A las nueve, pitido de salida hacía el deposito de Fuente de San Luis, donde después de visitar naves y talleres de mantenimiento, nos sorprendieron con un tempranero y abundante desayuno que más tenía de un avance de comida. Luego comprobaríamos que nos permitió llegar hasta Benicarló superando todas las emociones de la mañana, porque realmente resultó un viaje precioso con numerosos colegiales en las estaciones, llevados por sus profesores para que conocieran como eran los trenes de antes, aunque a buen seguro, los alegres viajeros del congreso diferían bastante de los que, por necesidad, se veían obligados a desplazarse camino de Barcelona o frontera francesa.

En Castellón nos detuvimos para compartir unos momentos con los colegas de la Asociación de allí, que tenían su local social en un automotor Renault fuera de servicio.

La locomotora fue desenganchada de la composición para ser situada al lado del muelle al que se subió un camión de bomberos para suministrar agua con la que llegar a destino y continuar en su retorno a Barcelona.

Durante mucho perduran las imágenes del bellísimo recorrido por Benicarló y Oropesa. Luego la continuación en autobuses a Peñíscola para disfrutar de una comida medieval del Papa Luna en la Hostería de Mar. La coreografía que acompañó al almuerzo fue muy celebrada y constituyó un rotundo éxito.

Por la tarde los delegados se reunían en Asamblea General, el resto de participantes dedicaron su tiempo a recorrer el centro turístico de singular atractivo.

Se dan de alta en la Federación las Asociaciones de Lérida, Valladolid, Hospitalet de Llobregat, Tarrasa e Igualada, con números veintisiete, veintiocho, veintinueve, treinta y treinta y uno, respectivamente.

El regreso a Valencia con locomotora diesel 1900 se hizo a toda velocidad para disfrutar por libre de la noche valenciana.

La jornada del sábado no fue menos espectacular, pues se salió en un automotor 592, recién bautizado en el mundillo ferroviario como “camello” y que comenzaba a incorporarse al parque de Renfe en sustitución de ferrobuses y material de coches remolcados por locomotoras.

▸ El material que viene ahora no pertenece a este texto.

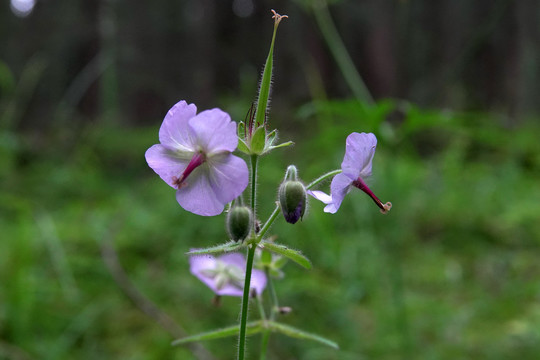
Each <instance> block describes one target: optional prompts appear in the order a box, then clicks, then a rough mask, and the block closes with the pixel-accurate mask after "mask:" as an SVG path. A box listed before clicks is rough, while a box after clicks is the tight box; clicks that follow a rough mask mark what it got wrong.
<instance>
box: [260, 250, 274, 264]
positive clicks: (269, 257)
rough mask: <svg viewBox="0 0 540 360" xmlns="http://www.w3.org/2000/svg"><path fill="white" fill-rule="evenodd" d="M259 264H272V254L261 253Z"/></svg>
mask: <svg viewBox="0 0 540 360" xmlns="http://www.w3.org/2000/svg"><path fill="white" fill-rule="evenodd" d="M261 264H262V265H264V266H270V265H271V264H272V253H271V252H270V251H261Z"/></svg>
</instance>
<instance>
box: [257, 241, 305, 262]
mask: <svg viewBox="0 0 540 360" xmlns="http://www.w3.org/2000/svg"><path fill="white" fill-rule="evenodd" d="M260 246H262V247H263V248H265V249H267V250H270V251H272V252H275V253H276V254H279V255H283V256H285V257H286V258H288V259H290V260H292V261H294V262H295V263H297V264H298V265H301V266H303V267H304V268H306V269H311V262H310V261H309V259H308V258H307V257H305V256H304V255H303V254H302V253H301V252H300V251H299V250H294V249H291V248H288V247H286V246H285V245H281V244H276V243H272V242H268V241H261V244H260Z"/></svg>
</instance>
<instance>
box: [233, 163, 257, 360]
mask: <svg viewBox="0 0 540 360" xmlns="http://www.w3.org/2000/svg"><path fill="white" fill-rule="evenodd" d="M257 159H258V156H257V155H251V213H252V214H253V238H255V239H256V238H257V235H256V233H257V231H256V224H257V215H256V203H257V201H256V200H257ZM256 247H257V245H256V244H254V243H252V244H251V245H250V246H249V248H248V249H249V250H248V258H247V262H246V276H245V279H244V293H243V295H242V310H241V311H240V334H239V335H238V357H237V359H238V360H244V356H245V352H246V324H247V314H248V309H249V289H250V287H251V270H252V269H253V258H254V257H255V248H256Z"/></svg>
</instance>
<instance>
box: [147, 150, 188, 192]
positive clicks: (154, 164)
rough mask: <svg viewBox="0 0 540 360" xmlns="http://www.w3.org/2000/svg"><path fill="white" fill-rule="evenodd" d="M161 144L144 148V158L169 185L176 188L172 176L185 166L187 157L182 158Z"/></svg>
mask: <svg viewBox="0 0 540 360" xmlns="http://www.w3.org/2000/svg"><path fill="white" fill-rule="evenodd" d="M176 155H177V154H175V153H174V152H172V151H170V150H169V149H168V148H166V147H165V146H163V145H160V144H157V145H153V146H152V147H150V148H149V149H148V150H146V153H145V158H146V162H147V163H148V166H150V167H151V168H152V170H154V171H155V172H156V174H158V175H159V177H161V179H163V181H165V182H166V183H167V184H169V186H171V187H173V188H175V189H176V186H175V185H174V184H173V177H175V176H179V174H181V173H182V171H184V169H185V167H186V166H187V164H188V162H189V159H188V160H184V159H180V158H179V157H177V156H176Z"/></svg>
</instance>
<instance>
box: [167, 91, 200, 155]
mask: <svg viewBox="0 0 540 360" xmlns="http://www.w3.org/2000/svg"><path fill="white" fill-rule="evenodd" d="M196 114H197V107H196V106H195V104H189V105H188V103H186V102H185V101H184V100H182V101H179V102H178V103H176V104H175V105H174V106H173V107H172V108H171V109H170V110H169V111H168V112H167V115H165V119H163V123H162V124H161V127H160V128H159V142H160V143H161V144H162V145H164V146H165V147H168V148H169V149H171V150H173V149H174V150H181V151H195V145H196V144H195V143H194V139H192V137H191V132H190V131H189V125H188V124H189V120H190V119H191V118H193V117H195V115H196Z"/></svg>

El aire acondicionado y la suspensión neumática proporcionaron un agradable desplazamiento hasta Gandía, donde se transbordó a unos magníficos autobuses que nos llevaron a Denia, para subir al Limón Exprés, tren de Feve, que posiblemente dio el pistoletazo de salida a los trenes turísticos de España.

El recorrido de Denia a Benidorm fue un continuo descubrimiento de bellos paisajes y trazado increíble de la vía por acantilados, puentes y túneles, con el mar de fondo en los lugares más característicos como el peñón de Ifach o Altea.

Ya en Benidorm en un hotel de su famosa playa de Levante, tuvimos la comida en dos tiempos con un pequeño ágape de pié y un segundo gran ágape sentados a la mesa.

En el mismo Limón Exprés, se regreso hasta Gata de Gorjos, donde nos esperaban los autobuses para llevarnos de nuevo a Gandía, donde esperaba el “camello” con el que atravesamos los arrozales en su fase incipiente de cultivo.

Se llegó a Valencia con el tiempo justo de arreglarse para la cena de clausura, presidida por el Director de la Zona. Final de un feliz congreso.